So I'm on call in the NICU, covering something like 25-35 babies overnight--the exact number is unclear, apparently some of the patients I'm taking care of were never signed out to me, so nurses are calling me for random med orders and lab tests and I'm all "who in the what now?" Not to mention that I keep getting paged to the delivery room for new babies that are being popped out, one after the other, and the whole Upstairs-Downstairs adventure is making me tired. A piece of advice: when you get called to the delivery room, run. Because next thing you know, you'll be strolling in and someone will be throwing a slick squidgy baby at you like, "here, catch!" and you didn't even get a chance to put on gloves yet to avoid the birth goo.

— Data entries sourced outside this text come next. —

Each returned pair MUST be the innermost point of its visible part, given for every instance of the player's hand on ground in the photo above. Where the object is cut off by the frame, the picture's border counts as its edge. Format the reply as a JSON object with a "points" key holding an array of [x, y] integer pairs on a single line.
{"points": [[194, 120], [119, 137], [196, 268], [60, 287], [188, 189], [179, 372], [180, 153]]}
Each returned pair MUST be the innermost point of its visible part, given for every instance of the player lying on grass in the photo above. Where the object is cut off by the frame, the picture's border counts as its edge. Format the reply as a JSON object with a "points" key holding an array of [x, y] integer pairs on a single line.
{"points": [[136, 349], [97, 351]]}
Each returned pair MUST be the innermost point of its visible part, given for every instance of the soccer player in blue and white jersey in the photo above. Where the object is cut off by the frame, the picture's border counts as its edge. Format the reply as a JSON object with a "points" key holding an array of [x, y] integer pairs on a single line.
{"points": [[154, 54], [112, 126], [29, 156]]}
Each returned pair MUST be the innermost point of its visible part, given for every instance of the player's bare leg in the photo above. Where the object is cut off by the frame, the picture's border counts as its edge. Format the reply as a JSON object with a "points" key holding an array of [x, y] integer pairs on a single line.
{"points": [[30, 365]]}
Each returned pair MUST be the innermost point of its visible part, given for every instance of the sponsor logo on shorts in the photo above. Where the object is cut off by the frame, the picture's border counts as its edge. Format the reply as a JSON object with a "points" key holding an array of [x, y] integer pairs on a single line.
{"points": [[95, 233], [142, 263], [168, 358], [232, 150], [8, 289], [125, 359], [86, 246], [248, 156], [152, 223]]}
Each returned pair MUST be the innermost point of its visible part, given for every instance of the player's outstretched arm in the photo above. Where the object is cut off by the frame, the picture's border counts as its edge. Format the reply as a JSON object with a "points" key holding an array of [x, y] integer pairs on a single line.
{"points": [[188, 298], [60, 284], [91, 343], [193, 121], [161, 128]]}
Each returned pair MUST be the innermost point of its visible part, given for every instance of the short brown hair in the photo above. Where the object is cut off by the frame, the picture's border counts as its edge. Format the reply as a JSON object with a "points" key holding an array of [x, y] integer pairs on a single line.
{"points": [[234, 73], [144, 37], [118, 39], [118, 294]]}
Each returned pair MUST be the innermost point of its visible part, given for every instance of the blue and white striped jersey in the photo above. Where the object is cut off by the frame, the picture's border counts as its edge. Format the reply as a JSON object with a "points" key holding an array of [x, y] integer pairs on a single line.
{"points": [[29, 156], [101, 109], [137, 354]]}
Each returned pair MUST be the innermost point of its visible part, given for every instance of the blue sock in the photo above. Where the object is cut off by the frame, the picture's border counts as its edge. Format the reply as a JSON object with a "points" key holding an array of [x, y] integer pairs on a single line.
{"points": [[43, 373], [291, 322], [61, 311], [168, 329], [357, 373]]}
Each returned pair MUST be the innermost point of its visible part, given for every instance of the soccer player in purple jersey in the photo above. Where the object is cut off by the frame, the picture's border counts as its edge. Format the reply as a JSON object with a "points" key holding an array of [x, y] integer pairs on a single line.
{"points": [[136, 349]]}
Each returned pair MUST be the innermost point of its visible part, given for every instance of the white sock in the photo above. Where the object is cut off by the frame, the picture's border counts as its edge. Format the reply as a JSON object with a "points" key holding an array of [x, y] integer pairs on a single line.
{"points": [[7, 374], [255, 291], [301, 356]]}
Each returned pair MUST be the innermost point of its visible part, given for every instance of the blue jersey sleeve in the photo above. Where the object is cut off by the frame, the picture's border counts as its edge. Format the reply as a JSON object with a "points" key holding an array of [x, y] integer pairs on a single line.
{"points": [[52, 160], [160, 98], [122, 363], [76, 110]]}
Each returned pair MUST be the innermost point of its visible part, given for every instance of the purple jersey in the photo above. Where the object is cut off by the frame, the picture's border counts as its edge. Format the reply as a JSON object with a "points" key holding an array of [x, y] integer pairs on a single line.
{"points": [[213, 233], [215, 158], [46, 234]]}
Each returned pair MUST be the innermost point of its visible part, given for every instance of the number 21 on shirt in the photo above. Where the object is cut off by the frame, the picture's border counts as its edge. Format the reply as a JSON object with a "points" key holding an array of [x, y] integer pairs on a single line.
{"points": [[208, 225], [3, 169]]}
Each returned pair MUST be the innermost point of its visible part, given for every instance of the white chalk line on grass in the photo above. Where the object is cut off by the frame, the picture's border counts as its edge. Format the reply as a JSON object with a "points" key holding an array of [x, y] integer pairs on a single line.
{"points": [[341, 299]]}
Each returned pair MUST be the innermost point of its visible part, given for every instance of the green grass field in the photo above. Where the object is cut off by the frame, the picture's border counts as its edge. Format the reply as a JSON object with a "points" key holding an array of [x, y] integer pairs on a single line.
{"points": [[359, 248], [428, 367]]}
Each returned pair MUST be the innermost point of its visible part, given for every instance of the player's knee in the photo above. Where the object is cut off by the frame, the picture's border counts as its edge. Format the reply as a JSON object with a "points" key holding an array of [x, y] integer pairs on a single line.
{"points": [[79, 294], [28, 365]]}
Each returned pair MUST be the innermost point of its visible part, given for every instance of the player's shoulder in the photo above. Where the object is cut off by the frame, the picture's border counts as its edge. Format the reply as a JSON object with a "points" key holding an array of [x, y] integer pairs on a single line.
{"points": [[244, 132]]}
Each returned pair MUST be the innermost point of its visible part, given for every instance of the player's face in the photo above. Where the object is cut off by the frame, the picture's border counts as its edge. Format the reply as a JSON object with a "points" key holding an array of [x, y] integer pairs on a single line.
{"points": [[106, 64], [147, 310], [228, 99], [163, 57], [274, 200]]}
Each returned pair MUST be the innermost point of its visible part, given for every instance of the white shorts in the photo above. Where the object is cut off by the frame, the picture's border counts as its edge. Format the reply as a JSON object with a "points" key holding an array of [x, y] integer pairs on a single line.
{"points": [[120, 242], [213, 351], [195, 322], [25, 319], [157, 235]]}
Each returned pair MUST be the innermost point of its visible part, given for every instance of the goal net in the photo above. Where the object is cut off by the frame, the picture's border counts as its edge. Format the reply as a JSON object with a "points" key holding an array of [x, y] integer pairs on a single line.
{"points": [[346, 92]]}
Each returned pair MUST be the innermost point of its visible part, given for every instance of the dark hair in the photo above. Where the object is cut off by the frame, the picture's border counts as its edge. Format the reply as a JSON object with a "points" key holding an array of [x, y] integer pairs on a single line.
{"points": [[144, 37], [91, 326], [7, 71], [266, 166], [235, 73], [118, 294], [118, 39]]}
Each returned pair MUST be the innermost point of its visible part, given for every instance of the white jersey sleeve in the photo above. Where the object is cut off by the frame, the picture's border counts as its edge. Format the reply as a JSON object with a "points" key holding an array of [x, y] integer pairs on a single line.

The question I've been getting asked a lot since I started in the NICU, not just by parents, but nurses, attendings, and fellows is, "Do you have kids?" Like after this delivery we just went to, which was vacuum-assist but otherwise uncomplicated and really quite adorable, mom and dad were crying tears of joy and all that sweet stuff. The NICU fellow asked me, "Do you have kids?" Usually I say something along the lines of, "I'm only 25!" or "How could I have time to have kids?" or "Yeah, I have kids, I have 25 sick kids to take care of on the 6th floor!" But I think what they're really getting at is that if I don't have kids, there are probably some things that I really just can't understand. And I think that they're probably right on that assessment.
Currently reading: The signout note for one of my patients, because parents want to speak with "the doctor" about when the baby is going for surgery, and not only do I not know what surgery she's talking about, I don't even know who the baby is.